Sal used her blessing on an old woman with a sprained ankle, a man with a freshly healed scar that Sal made disappear at his request, and half a dozen scrapes, bruises and breaks from that morning’s sparring session, including one I’d incurred on a Prowler myself. It made for awkward conversation, especially when the woman continued to hiss at me for being within her vicinity.
Sal also chose to administer more of those green tonics. There were others too. The orange ones she handed out for those with runny noses. A red one was given to a woman who was trying to conceive whilst a purple one was given to a woman who did not want to. She even gave out a few yellow ones to passengers who struggled to sleep at night.
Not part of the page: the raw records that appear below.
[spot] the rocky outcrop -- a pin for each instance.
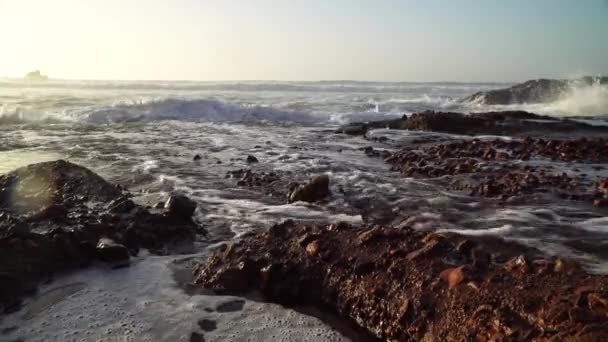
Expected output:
(313, 191)
(533, 91)
(405, 285)
(499, 168)
(494, 123)
(57, 216)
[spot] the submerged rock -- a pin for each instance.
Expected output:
(494, 123)
(316, 190)
(180, 206)
(533, 91)
(399, 298)
(58, 216)
(110, 251)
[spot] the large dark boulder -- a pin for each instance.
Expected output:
(491, 123)
(57, 216)
(533, 91)
(180, 206)
(35, 187)
(316, 190)
(110, 251)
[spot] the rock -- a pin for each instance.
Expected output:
(358, 129)
(180, 206)
(453, 276)
(333, 272)
(207, 325)
(316, 190)
(110, 251)
(64, 217)
(313, 248)
(196, 337)
(534, 91)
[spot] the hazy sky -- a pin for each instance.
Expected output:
(436, 40)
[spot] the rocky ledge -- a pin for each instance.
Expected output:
(58, 216)
(516, 123)
(408, 285)
(533, 91)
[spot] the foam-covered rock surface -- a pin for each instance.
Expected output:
(407, 285)
(533, 91)
(56, 216)
(491, 123)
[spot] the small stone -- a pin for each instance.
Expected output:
(517, 263)
(110, 251)
(601, 203)
(180, 206)
(308, 238)
(453, 276)
(368, 235)
(315, 190)
(598, 303)
(196, 337)
(313, 248)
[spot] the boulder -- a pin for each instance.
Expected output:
(180, 206)
(110, 251)
(316, 190)
(533, 91)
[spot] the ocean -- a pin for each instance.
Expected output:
(144, 136)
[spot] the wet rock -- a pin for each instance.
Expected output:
(313, 248)
(207, 325)
(196, 337)
(485, 301)
(180, 206)
(110, 251)
(61, 216)
(316, 190)
(533, 91)
(453, 276)
(359, 129)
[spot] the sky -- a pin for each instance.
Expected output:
(381, 40)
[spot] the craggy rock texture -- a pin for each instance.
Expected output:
(533, 91)
(489, 169)
(493, 123)
(315, 190)
(405, 285)
(57, 216)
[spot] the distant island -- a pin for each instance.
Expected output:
(35, 75)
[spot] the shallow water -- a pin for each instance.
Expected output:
(144, 136)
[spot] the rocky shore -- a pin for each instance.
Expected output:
(533, 91)
(58, 216)
(407, 285)
(385, 275)
(511, 123)
(400, 283)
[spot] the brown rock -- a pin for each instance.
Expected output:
(316, 190)
(313, 248)
(453, 276)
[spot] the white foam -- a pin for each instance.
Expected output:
(142, 303)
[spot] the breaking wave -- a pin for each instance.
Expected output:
(589, 100)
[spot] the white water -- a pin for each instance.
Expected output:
(143, 303)
(143, 135)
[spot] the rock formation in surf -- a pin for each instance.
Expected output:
(533, 91)
(57, 216)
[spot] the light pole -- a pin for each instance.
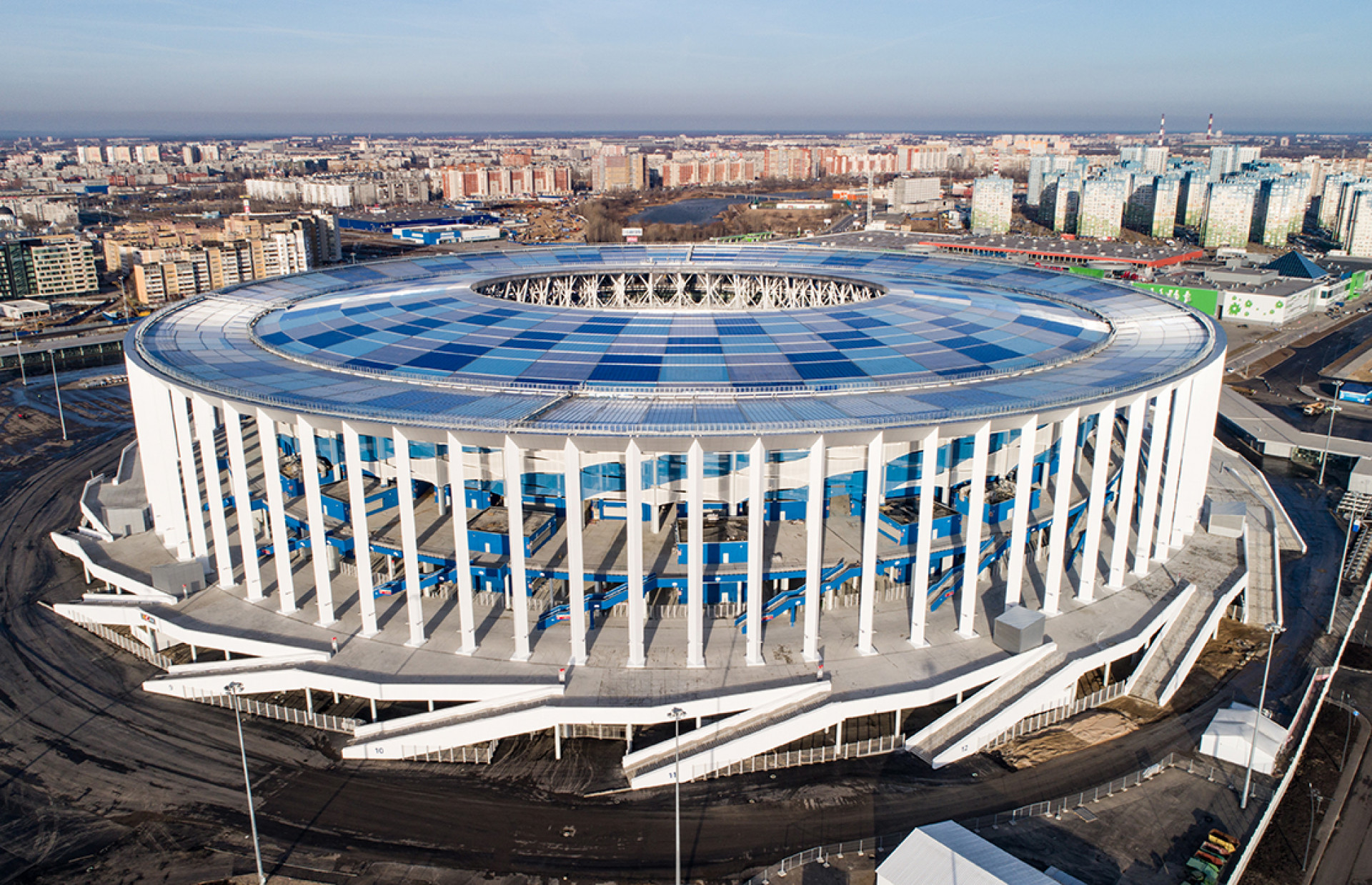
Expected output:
(1355, 523)
(677, 714)
(1328, 435)
(234, 688)
(1316, 800)
(1263, 700)
(52, 359)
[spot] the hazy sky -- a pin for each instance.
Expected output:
(307, 66)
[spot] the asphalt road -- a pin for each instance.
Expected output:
(95, 769)
(1279, 387)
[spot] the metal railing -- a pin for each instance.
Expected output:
(128, 644)
(282, 714)
(1055, 807)
(812, 756)
(1058, 714)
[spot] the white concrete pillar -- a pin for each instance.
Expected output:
(870, 531)
(462, 545)
(204, 414)
(314, 518)
(276, 511)
(635, 539)
(1153, 478)
(1024, 504)
(189, 474)
(976, 504)
(1195, 472)
(814, 548)
(361, 534)
(156, 451)
(756, 523)
(519, 576)
(409, 537)
(1061, 506)
(695, 556)
(1172, 469)
(243, 501)
(575, 556)
(1128, 493)
(1097, 504)
(924, 538)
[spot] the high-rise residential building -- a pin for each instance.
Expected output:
(1358, 242)
(1330, 195)
(1155, 159)
(911, 191)
(1102, 208)
(1279, 210)
(991, 199)
(623, 172)
(1228, 217)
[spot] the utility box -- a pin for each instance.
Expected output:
(1226, 518)
(179, 578)
(1018, 630)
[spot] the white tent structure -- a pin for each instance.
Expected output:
(1230, 736)
(947, 854)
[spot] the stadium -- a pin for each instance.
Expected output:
(802, 503)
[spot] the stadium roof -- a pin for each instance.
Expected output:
(411, 344)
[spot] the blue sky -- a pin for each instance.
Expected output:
(305, 66)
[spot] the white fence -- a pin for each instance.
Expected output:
(812, 756)
(128, 644)
(1058, 714)
(282, 714)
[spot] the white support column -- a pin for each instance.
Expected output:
(519, 576)
(870, 530)
(756, 523)
(635, 538)
(243, 501)
(1195, 472)
(156, 451)
(1153, 478)
(814, 548)
(189, 474)
(314, 518)
(276, 511)
(462, 546)
(361, 536)
(1024, 503)
(409, 537)
(575, 556)
(204, 414)
(1172, 469)
(1128, 493)
(1097, 504)
(695, 556)
(1061, 505)
(924, 538)
(972, 534)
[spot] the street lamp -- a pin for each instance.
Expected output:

The last passengers we saw, however, Sal could do nothing for. We’d travelled to the back of the train to the carriage where the Aquatics slept. Two children, ages nine and twelve that I recognised from Hentirion’s classes were sick. They were the ones I’d noticed were missing. They were pale, the scales that existed on ones this young flaked around their necks and brows. According to the words their parents spoke to Sal, they couldn’t get them to drink much, and they were barely eating. Dark circles around their eyes made them look almost hollow.
Sal’s hands hovered over each of their chests for a few moments, the pupils of her pale green eyes expanding to consume all colour before returning to normal. She combed the hair back on the children’s heads as they rolled into the covers of their beds.
Words of reassurance and comfort were given to the parents as well as Sal’s word that a new tonic would be with them in the morning.
Sal said nothing to me as we walked back to The Greenhouse . Once there, she gave me instructions on which plants to locate, what to cut from them and how much. The other passengers who were tending to the hydroponics and food crops continued with their work ignoring us as we stood at a work bench where Sal had me cut and crush what we’d collected.
Her hands were so careful and so deft in her work. If I had human eyes I would not have noticed how the plant before her grew incrementally under the influence of her blessing. Bio-Architecture was a rare skill for an Organic to possess. Not even those I had been acquainted with in Deos were skilled in it. It had to be taught, but from what I knew of the passengers, Sal had been the only Organic onboard since she was a child. “I can feel your eyes on me Rieka. What is it you want to ask?”
I continued to crush the alborn weed stalks as I spoke. “Why the ancient remedies?” Herbal medicine was considered antiquated in Deos. I’d never met anyone who thought it useful except the Kanahari.
The plant before Sal sprouted a new stem as she responded. “You may have noticed I’m the only Organic on the train.”
I nodded and then realising my mistake I replied aloud. “I have.”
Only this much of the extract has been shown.